Emma annuì, toccata dalle attenzioni che mai Francesco le faceva mancare. Era solo la consapevolezza di potersi aprire con lui, ma ance il poter contare sulla sua presenza e sul suo supporto concreto. Non erano solo parole.
"Come è andata a lavoro, oggi?" gli domandò. Calati il silenzio e la calma in casa, i due coniugi potevano prendersi un momento per raccontarsi, cosa che non potevano fare con i bambini intorno che reclamavano le loro attenzioni e facevano baccano e disordine. "Questa neve è stata un disastro" spiegò lui, oggettivamente provato "abbiamo passato la giornata a portare generatori e generi di prima necessità alle case che sono rimaste senza corrente e nelle frazioni più isolate."
Mentre per loro la tormenta del ponte dell'Immacolata era stata una manna, la scusa ideale per tenere i bimbi sotto le coperte e recuperare un po' di sonno e di coccole arretrate, alcune famiglie non erano state altrettanto fortunate.

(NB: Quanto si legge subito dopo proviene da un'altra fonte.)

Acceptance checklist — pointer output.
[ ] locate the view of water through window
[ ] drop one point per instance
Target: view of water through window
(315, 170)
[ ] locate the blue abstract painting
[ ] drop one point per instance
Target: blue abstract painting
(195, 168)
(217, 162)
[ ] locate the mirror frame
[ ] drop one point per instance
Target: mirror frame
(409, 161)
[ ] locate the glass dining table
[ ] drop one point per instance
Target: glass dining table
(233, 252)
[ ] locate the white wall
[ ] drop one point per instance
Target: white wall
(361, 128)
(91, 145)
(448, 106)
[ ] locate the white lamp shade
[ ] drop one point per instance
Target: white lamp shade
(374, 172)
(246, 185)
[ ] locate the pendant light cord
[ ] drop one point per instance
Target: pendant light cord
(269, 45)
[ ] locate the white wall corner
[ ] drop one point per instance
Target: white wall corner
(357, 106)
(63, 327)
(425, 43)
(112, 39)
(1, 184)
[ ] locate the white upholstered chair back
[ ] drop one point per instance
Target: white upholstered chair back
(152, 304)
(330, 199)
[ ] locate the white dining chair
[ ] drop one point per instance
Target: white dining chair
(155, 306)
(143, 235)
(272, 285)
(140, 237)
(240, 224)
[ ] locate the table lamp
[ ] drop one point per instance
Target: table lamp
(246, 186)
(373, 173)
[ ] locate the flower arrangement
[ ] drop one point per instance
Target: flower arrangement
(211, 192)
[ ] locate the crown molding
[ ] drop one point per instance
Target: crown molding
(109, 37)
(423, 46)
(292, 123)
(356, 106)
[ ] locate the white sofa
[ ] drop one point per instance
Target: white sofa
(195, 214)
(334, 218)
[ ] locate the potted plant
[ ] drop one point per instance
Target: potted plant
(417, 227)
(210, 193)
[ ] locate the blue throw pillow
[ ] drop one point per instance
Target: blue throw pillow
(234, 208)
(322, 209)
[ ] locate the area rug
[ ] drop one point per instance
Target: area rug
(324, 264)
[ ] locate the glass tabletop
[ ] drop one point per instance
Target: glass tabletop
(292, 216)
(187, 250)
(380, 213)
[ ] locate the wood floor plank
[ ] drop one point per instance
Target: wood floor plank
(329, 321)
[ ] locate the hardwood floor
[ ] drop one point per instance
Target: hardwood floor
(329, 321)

"Posso immaginare… la preside della scuola di Leo mi ha chiamato oggi per rimandare alla prossima settimana gli incontri con le classi per il progetto. Molti bambini non sono andati a scuola stamattina e non ce la faranno nemmeno nei prossimi giorni. Mai mi sarei aspettata una cosa del genere qui dove sono super organizzati."
Francesco annuì, pensieroso. Loro erano stati fortunati, ma quelli erano momenti in cui ponderava se una casa come la loro, lontana dal centro e che ha bisogno che si attraversi un bosco per essere raggiunta, fosse la soluzione migliore e più sicura. Ma poi si ricordava di dove aveva fatto vivere Emma - e soprattutto come - all'inizio della loro relazione: era stato un miracolo che non fosse scappata a gambe levate dopo un paio di giorni di convivenza. Ma era il loro posto del cuore e non aveva rimpianti.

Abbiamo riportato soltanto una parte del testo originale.